SLU7 prevents oxidative stress-mediated HNF4α degradation preserving hepatic differentiation and protecting from liver damage
María Gárate-Rascón 1, Miriam Recalde 1, Maddalen Jimenez 1, María Elizalde 1, María Azkona 1, Iker Uriarte 1 2, M Uxue Latasa 1, Raquel Urtasun 1 3, Idoia Bilbao 4, Bruno Sangro 2 4 5, Carmen Garcia-Ruiz 2 6 7, José C Fernandez-Checa 2 6 7, Fernando J Corrales 2 8, Argitxu Esquivel 9, Antonio Pineda-Lucena 9, Maite G Fernández-Barrena 1 2 5, Matías A Ávila 1 2 5, María Arechederra 1 5, Carmen Berasain 1 2 5
Background & aims: Hepatocellular dedifferentiation is emerging as an important determinant in liver disease progression. Preservation of mature hepatocyte identity relies on a set of key genes, prominently the transcription factor hepatocyte nuclear factor 4α (HNF4α), but also splicing factors like SLU7. How these factors interact, become dysregulated and the impact of their impairment in driving liver disease is not fully understood.
Approach & results: Expression of SLU7 and that of the adult and oncofetal isoforms of HNF4α, driven by its P1 and P2 promoters respectively, was studied in diseased human and mouse livers.

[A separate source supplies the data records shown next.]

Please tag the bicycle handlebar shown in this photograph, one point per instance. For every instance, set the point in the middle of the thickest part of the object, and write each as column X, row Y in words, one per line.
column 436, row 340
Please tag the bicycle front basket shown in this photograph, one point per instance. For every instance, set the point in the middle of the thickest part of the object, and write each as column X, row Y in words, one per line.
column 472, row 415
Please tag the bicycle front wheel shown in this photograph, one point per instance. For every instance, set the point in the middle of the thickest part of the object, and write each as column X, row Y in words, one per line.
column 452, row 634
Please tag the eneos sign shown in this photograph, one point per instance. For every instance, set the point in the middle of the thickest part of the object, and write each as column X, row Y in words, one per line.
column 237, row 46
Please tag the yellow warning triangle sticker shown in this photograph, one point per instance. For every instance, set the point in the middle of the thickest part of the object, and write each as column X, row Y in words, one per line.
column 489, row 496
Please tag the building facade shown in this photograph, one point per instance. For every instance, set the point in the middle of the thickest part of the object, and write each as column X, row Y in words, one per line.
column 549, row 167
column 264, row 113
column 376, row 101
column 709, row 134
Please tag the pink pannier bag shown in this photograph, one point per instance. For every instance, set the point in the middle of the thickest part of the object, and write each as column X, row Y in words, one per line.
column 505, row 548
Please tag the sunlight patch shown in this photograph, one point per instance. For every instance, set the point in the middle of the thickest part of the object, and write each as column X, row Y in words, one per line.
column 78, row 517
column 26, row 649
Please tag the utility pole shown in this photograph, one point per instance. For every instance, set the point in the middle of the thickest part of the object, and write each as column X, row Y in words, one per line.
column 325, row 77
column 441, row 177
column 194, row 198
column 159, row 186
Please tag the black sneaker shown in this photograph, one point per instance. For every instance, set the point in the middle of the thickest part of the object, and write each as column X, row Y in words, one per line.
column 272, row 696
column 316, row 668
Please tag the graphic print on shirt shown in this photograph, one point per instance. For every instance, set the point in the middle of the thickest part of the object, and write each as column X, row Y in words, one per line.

Hepatic function and damage response were analyzed in wild-type and Slu7 haploinsufficient/heterozygous (Slu7+/- ) mice undergoing chronic (CCl4 ) and acute (acetaminophen) injury. SLU7 expression was restored in CCl4 -injured mice using SLU7-expressing adenoassociated viruses (AAV-SLU7).
The hepatocellular SLU7 interactome was characterized by mass-spectrometry. Reduced SLU7 expression in human and mouse diseased livers correlated with a switch in HNF4α-P1 to P2 promoter usage. This response was reproduced in Slu7+/- mice, which displayed increased sensitivity to chronic and acute liver injury, enhanced oxidative stress and marked impairment of hepatic functions.
AAV-SLU7 infection prevented liver injury and hepatocellular dedifferentiation. Mechanistically we demonstrate a unique role for SLU7 in the preservation of HNF4α1 protein stability through its capacity to protect the liver against oxidative stress. SLU7 is herein identified as a key component of the stress granule proteome, an essential part of the cell's antioxidant machinery.
Conclusions: Our results place SLU7 at a highest level of hepatocellular identity control, identifying SLU7 as a link between stress-protective mechanisms and liver differentiation. These findings emphasize the importance of the preservation of hepatic functions in the protection from liver injury.
Keywords: CYP2E1; chronic liver injury; drug induced acute liver damage; hepatocellular dedifferentiation; liver dysfunction.